The Social Security Advisory Committee has published a review of Mandatory Reconsideration. It is a much better report than the press release suggests, because it reviews in detail the problems and issues that claimants have in getting decisions reviewed and corrected. However, the headline element in the Conclusion, picked out by the press release, is that “Properly conducted, Mandatory Reconsideration could be an efficient process that provides opportunity for timely review, the admission or reinterpretation of evidence and the avoidance of costly tribunals.” That is very questionable. Support for the principle of MR confuses the arguments for internal review – which is always necessary for quality control and management of mistakes – with the new, failing system, which delays and obstructs the opportunities for internal and external review.
There are three very fundamental problems with MR. The first is that decisions made against a claimant are implemented before any response or contrary case has been considered. The second problem is that MR does not offer claimants the opportunity to know of and respond to information relating to their case. This is a basic breach of ‘natural justice’, one of the core principles of UK law. The third is that because MR is a mandatory process for claimants, there is necessarily a delay in correcting unlawful action: barriers to access are obstacles to justice, and justice delayed is justice denied.

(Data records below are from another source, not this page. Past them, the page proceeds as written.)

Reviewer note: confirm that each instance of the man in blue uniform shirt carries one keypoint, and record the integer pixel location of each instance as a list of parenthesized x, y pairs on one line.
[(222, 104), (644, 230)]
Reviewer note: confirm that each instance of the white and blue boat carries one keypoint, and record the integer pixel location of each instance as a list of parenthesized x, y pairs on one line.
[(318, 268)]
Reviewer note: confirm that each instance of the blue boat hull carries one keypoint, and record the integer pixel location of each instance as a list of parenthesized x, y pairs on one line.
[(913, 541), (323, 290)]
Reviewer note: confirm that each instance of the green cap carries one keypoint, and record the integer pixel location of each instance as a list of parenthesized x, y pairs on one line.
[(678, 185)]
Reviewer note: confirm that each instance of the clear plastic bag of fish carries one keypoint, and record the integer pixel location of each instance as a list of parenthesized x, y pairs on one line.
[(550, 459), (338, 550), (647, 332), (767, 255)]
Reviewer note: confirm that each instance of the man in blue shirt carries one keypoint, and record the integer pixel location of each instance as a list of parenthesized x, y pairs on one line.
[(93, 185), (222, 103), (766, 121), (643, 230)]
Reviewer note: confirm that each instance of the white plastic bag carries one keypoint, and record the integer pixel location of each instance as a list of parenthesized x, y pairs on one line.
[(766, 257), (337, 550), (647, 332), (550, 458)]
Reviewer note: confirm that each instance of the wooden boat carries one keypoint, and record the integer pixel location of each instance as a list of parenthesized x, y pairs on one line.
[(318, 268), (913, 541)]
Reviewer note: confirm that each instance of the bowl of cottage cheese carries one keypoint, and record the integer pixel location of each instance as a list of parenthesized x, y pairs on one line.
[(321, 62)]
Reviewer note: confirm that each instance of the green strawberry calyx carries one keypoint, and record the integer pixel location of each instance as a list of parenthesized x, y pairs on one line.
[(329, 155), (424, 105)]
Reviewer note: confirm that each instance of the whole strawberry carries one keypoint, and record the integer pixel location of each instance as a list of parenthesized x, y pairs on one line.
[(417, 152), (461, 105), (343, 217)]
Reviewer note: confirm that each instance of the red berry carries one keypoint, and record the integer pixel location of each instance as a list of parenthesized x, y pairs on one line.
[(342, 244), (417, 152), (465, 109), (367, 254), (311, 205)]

It is debatable, then, whether the system of Mandatory Reconsideration is lawful. Because judicial review is only available when other recourse has been exhausted, MR would have to be complete before a judicial test would be possible, and the long delays in implementation make this a considerable obstacle. But it does stand in breach of long established principles of administrative law. That is why the UN Committee on Social, Economic and Cultural Rights has just condemned the UK system for “the absence of due process”, in breach of its obligations under the UN Charter. Mandatory Reconsideration cannot be ‘properly conducted’ – it is designed to be improperly conducted.